Do Nigerian investors have the money to buy the bank shares?

Everyone in Nigeria knows that the economy is tough right now. The cost of living has skyrocketed and millions of people can barely afford to eat well, much less save or invest. Hence, the question of whether Nigerian investors can afford to buy into these public offers by banks. Well, surprisingly, the answer is yes, they can. At least, that’s according to Ugochukwu O.C, the Founder and Chief Analyst of Nairametrics. He explains:

“Money supply in the economy is above N90 trillion. Regardless of how difficult things are, there’s still a lot of money out there. So, people can always buy. And when it comes to equity investments, there are no minimum limits per se. So, you can invest N10, 000, N20, 000, N80, 000, N100, 000, or N1 million. It’s important to point out that many of those who are able to buy these shares are also mostly lower-upper middle-class Nigerians. They can afford it.

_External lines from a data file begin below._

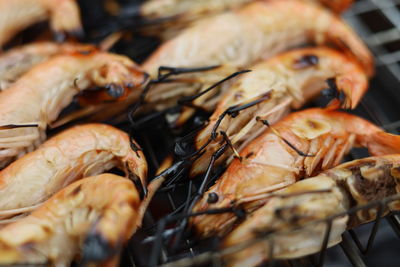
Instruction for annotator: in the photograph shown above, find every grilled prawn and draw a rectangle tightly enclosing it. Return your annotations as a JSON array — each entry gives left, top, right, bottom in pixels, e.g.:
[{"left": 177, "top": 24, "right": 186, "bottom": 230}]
[
  {"left": 224, "top": 155, "right": 400, "bottom": 266},
  {"left": 0, "top": 124, "right": 147, "bottom": 220},
  {"left": 192, "top": 108, "right": 400, "bottom": 236},
  {"left": 0, "top": 51, "right": 147, "bottom": 167},
  {"left": 0, "top": 174, "right": 142, "bottom": 266},
  {"left": 0, "top": 42, "right": 95, "bottom": 90},
  {"left": 0, "top": 0, "right": 82, "bottom": 47},
  {"left": 140, "top": 0, "right": 353, "bottom": 39},
  {"left": 137, "top": 0, "right": 373, "bottom": 117},
  {"left": 192, "top": 48, "right": 368, "bottom": 178}
]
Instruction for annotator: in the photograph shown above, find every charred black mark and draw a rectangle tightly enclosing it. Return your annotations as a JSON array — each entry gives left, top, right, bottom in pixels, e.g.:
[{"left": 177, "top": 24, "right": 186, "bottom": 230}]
[
  {"left": 69, "top": 27, "right": 85, "bottom": 39},
  {"left": 105, "top": 83, "right": 125, "bottom": 99},
  {"left": 78, "top": 49, "right": 94, "bottom": 56},
  {"left": 178, "top": 70, "right": 251, "bottom": 105},
  {"left": 245, "top": 152, "right": 254, "bottom": 159},
  {"left": 53, "top": 31, "right": 66, "bottom": 43},
  {"left": 129, "top": 128, "right": 142, "bottom": 158},
  {"left": 350, "top": 166, "right": 396, "bottom": 202},
  {"left": 71, "top": 185, "right": 82, "bottom": 196},
  {"left": 157, "top": 65, "right": 220, "bottom": 81},
  {"left": 321, "top": 77, "right": 346, "bottom": 103},
  {"left": 172, "top": 144, "right": 228, "bottom": 250},
  {"left": 256, "top": 117, "right": 315, "bottom": 157},
  {"left": 220, "top": 131, "right": 242, "bottom": 161},
  {"left": 126, "top": 168, "right": 147, "bottom": 200},
  {"left": 207, "top": 192, "right": 219, "bottom": 204},
  {"left": 233, "top": 209, "right": 246, "bottom": 220},
  {"left": 293, "top": 55, "right": 319, "bottom": 70},
  {"left": 211, "top": 90, "right": 272, "bottom": 140},
  {"left": 82, "top": 232, "right": 116, "bottom": 263},
  {"left": 0, "top": 123, "right": 39, "bottom": 130}
]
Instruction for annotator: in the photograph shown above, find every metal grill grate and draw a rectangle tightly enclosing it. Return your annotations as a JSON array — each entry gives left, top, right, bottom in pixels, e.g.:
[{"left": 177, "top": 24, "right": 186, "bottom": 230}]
[
  {"left": 344, "top": 0, "right": 400, "bottom": 81},
  {"left": 122, "top": 0, "right": 400, "bottom": 267}
]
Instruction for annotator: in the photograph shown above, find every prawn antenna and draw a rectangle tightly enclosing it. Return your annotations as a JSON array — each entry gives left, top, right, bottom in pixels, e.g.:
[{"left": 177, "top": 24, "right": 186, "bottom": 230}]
[
  {"left": 172, "top": 143, "right": 229, "bottom": 253},
  {"left": 256, "top": 117, "right": 315, "bottom": 157},
  {"left": 178, "top": 70, "right": 251, "bottom": 105},
  {"left": 321, "top": 77, "right": 346, "bottom": 104},
  {"left": 0, "top": 123, "right": 39, "bottom": 130},
  {"left": 128, "top": 65, "right": 220, "bottom": 130},
  {"left": 220, "top": 131, "right": 242, "bottom": 161},
  {"left": 211, "top": 90, "right": 272, "bottom": 140}
]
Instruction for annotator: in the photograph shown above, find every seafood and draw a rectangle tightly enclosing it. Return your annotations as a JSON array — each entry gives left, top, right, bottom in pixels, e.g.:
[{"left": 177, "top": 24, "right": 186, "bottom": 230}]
[
  {"left": 140, "top": 0, "right": 353, "bottom": 39},
  {"left": 0, "top": 0, "right": 82, "bottom": 47},
  {"left": 142, "top": 0, "right": 374, "bottom": 117},
  {"left": 224, "top": 155, "right": 400, "bottom": 266},
  {"left": 0, "top": 124, "right": 147, "bottom": 218},
  {"left": 0, "top": 42, "right": 95, "bottom": 90},
  {"left": 191, "top": 47, "right": 368, "bottom": 176},
  {"left": 0, "top": 174, "right": 142, "bottom": 266},
  {"left": 192, "top": 108, "right": 400, "bottom": 236},
  {"left": 0, "top": 51, "right": 147, "bottom": 167}
]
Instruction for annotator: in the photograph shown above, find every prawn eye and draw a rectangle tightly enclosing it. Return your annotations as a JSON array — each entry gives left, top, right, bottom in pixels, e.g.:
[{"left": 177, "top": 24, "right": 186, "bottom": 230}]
[
  {"left": 106, "top": 83, "right": 125, "bottom": 99},
  {"left": 207, "top": 192, "right": 219, "bottom": 204},
  {"left": 293, "top": 55, "right": 319, "bottom": 70},
  {"left": 321, "top": 78, "right": 346, "bottom": 103}
]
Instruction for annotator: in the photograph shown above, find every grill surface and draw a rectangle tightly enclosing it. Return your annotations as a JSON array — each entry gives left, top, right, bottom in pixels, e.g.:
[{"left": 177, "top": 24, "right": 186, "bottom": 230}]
[{"left": 115, "top": 0, "right": 400, "bottom": 267}]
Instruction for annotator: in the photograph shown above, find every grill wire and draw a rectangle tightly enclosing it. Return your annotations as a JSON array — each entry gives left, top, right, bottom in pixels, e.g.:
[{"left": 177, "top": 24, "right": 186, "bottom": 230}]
[{"left": 111, "top": 0, "right": 400, "bottom": 267}]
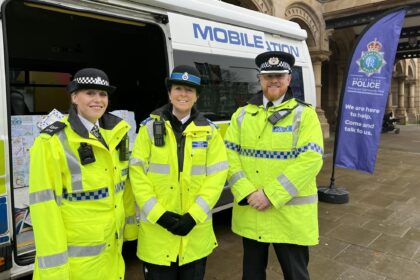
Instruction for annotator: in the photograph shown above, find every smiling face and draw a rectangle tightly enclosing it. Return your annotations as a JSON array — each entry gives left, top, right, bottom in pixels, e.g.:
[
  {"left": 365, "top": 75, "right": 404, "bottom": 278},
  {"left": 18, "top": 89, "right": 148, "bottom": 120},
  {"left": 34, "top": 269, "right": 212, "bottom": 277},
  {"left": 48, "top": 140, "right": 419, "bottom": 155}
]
[
  {"left": 169, "top": 84, "right": 198, "bottom": 120},
  {"left": 71, "top": 89, "right": 108, "bottom": 123},
  {"left": 259, "top": 73, "right": 292, "bottom": 101}
]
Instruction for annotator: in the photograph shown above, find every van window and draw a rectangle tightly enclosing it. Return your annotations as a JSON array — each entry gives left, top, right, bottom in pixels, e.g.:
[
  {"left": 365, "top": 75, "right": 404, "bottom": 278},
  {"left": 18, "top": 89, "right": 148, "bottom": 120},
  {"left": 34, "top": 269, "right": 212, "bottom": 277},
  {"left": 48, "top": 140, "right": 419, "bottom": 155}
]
[{"left": 174, "top": 50, "right": 304, "bottom": 121}]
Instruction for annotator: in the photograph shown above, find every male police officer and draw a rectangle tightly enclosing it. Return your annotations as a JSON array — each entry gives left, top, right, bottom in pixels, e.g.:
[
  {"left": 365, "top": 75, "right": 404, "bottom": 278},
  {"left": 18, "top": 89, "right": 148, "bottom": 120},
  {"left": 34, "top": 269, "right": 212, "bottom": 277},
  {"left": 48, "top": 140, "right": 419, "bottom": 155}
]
[{"left": 225, "top": 51, "right": 323, "bottom": 280}]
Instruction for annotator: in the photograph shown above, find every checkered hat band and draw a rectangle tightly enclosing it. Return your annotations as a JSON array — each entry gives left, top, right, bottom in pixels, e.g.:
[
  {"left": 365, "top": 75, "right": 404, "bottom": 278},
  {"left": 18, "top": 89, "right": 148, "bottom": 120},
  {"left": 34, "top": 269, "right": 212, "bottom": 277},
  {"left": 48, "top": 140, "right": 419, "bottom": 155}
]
[
  {"left": 260, "top": 61, "right": 292, "bottom": 71},
  {"left": 74, "top": 77, "right": 109, "bottom": 86},
  {"left": 171, "top": 72, "right": 201, "bottom": 86},
  {"left": 225, "top": 141, "right": 324, "bottom": 159},
  {"left": 63, "top": 187, "right": 109, "bottom": 201}
]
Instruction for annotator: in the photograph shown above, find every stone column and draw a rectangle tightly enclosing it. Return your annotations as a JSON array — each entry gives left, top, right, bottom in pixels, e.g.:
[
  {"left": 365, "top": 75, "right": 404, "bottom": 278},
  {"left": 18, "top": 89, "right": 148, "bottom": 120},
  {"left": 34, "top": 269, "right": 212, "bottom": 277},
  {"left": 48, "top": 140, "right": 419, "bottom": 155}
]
[
  {"left": 310, "top": 51, "right": 330, "bottom": 139},
  {"left": 407, "top": 79, "right": 417, "bottom": 123},
  {"left": 395, "top": 75, "right": 407, "bottom": 124}
]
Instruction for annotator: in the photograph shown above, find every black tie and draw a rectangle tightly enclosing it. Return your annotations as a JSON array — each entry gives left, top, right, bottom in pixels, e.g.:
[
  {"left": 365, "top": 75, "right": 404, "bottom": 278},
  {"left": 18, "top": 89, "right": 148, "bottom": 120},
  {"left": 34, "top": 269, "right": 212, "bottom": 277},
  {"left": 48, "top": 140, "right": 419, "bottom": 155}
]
[{"left": 90, "top": 124, "right": 108, "bottom": 148}]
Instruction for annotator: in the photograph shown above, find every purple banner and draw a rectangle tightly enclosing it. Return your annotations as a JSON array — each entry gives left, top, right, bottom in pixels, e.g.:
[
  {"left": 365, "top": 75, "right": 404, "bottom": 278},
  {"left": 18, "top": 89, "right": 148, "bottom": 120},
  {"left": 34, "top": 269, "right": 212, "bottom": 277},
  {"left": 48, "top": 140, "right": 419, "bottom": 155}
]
[{"left": 334, "top": 9, "right": 406, "bottom": 173}]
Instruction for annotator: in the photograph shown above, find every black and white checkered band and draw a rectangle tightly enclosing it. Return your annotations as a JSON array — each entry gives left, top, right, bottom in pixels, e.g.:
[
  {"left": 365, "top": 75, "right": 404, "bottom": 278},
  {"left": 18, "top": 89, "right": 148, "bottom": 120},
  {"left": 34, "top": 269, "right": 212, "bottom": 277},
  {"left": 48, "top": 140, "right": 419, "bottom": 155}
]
[
  {"left": 74, "top": 76, "right": 109, "bottom": 86},
  {"left": 63, "top": 187, "right": 109, "bottom": 201},
  {"left": 260, "top": 61, "right": 292, "bottom": 71}
]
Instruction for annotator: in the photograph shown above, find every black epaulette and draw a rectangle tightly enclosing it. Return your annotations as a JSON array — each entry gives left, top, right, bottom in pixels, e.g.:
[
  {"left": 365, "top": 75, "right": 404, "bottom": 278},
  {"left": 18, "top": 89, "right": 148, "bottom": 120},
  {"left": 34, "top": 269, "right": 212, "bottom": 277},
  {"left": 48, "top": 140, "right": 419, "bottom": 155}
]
[
  {"left": 295, "top": 98, "right": 312, "bottom": 107},
  {"left": 41, "top": 121, "right": 66, "bottom": 136}
]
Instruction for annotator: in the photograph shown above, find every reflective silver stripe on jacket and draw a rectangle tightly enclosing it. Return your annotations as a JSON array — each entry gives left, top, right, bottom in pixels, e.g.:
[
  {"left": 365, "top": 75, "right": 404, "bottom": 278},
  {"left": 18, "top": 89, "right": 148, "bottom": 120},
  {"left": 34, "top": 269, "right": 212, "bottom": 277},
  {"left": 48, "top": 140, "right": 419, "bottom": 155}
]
[
  {"left": 57, "top": 130, "right": 83, "bottom": 192},
  {"left": 149, "top": 163, "right": 171, "bottom": 174},
  {"left": 141, "top": 197, "right": 157, "bottom": 217},
  {"left": 29, "top": 189, "right": 58, "bottom": 205},
  {"left": 125, "top": 215, "right": 137, "bottom": 225},
  {"left": 146, "top": 120, "right": 155, "bottom": 143},
  {"left": 130, "top": 157, "right": 147, "bottom": 172},
  {"left": 229, "top": 171, "right": 246, "bottom": 187},
  {"left": 68, "top": 243, "right": 106, "bottom": 257},
  {"left": 195, "top": 196, "right": 211, "bottom": 217},
  {"left": 286, "top": 194, "right": 318, "bottom": 205},
  {"left": 277, "top": 175, "right": 298, "bottom": 196},
  {"left": 292, "top": 105, "right": 304, "bottom": 150},
  {"left": 206, "top": 160, "right": 229, "bottom": 175},
  {"left": 191, "top": 165, "right": 206, "bottom": 175},
  {"left": 118, "top": 228, "right": 125, "bottom": 238},
  {"left": 114, "top": 182, "right": 125, "bottom": 193},
  {"left": 236, "top": 107, "right": 246, "bottom": 127},
  {"left": 38, "top": 251, "right": 68, "bottom": 268}
]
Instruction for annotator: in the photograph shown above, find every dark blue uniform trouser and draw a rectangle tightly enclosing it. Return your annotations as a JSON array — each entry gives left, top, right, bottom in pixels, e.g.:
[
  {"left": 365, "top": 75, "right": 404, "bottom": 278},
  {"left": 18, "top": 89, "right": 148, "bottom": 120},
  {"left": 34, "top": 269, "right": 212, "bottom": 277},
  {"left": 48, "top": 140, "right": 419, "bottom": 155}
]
[
  {"left": 143, "top": 258, "right": 207, "bottom": 280},
  {"left": 242, "top": 237, "right": 309, "bottom": 280}
]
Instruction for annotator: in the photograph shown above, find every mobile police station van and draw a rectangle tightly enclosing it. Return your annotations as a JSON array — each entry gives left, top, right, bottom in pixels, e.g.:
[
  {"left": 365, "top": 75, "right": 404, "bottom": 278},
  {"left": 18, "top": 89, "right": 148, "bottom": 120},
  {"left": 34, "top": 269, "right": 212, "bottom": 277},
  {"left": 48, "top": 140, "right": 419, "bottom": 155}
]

“Let’s remember that this is a naira investment. N1 million now is less than $1, 000. Ten years ago when we had this same kind of exercise, $1, 000 was just slightly under N200,000. So, you see that N1 million is not that much for a lot of people to afford. The economy is hard, yes. Regardless, we think that people can still afford to invest. We expect the banks to raise over N4 trillion through this exercise over the next two years from the over N90 trillion in money supply in the economy. They should be able to mop up that much.”

He further reiterated Olumide’s earlier point about the CBN’s effort to prop up the naira using this recapitalization exercise. According to him, there is so much cash (naira) in the economy chasing a few dollars. So, the apex bank is trying to mop up the cash so that the banks can re-direct said cash into the wider, more productive economy.

But are Nigerian banks’ fundamentals appealing enough?

It’s one thing for banks to launch public offers and another thing for investors to actually be interested in buying into them. As of half-year 2024, no Nigerian bank was among the top ten best-performing Nigerian stocks. What does this say about the banks’ appeal? We posed this question to Ugo and this was his answer:

“Bank fundamentals are strong, quite better than they were some years ago when they went through this same exercise. Banks have been declaring good profits. Their margins are okay. Their returns on average equity are strong. In terms of their liquidity ratio, capital adequacy ratio, and all the ratios that are regulatory-required, they are all looking strong. So, yeah, the fundamentals are good, even though I don’t think a lot of the people buying the shares even bother to examine fundamentals. A lot of them are not that savvy, really. But they do know a strong bank when they see one. They are also buying because they see opportunities/potential for capital gains and dividend-earning.”

In the meantime, the public offers, right issues, and public placements are still up for grabs. According to those with knowledge, investors are buying into them. More than 20 Nigerian banks need to raise money through these exercises by April 2026. The ones who cannot raise enough money to meet the new minimum capital requirements will either have to sell their assets, merge with other banks like Providus and Unity banks are in the process of doing, or downgrade their license grades. It’s interesting to see what the outcome of the exercise would be.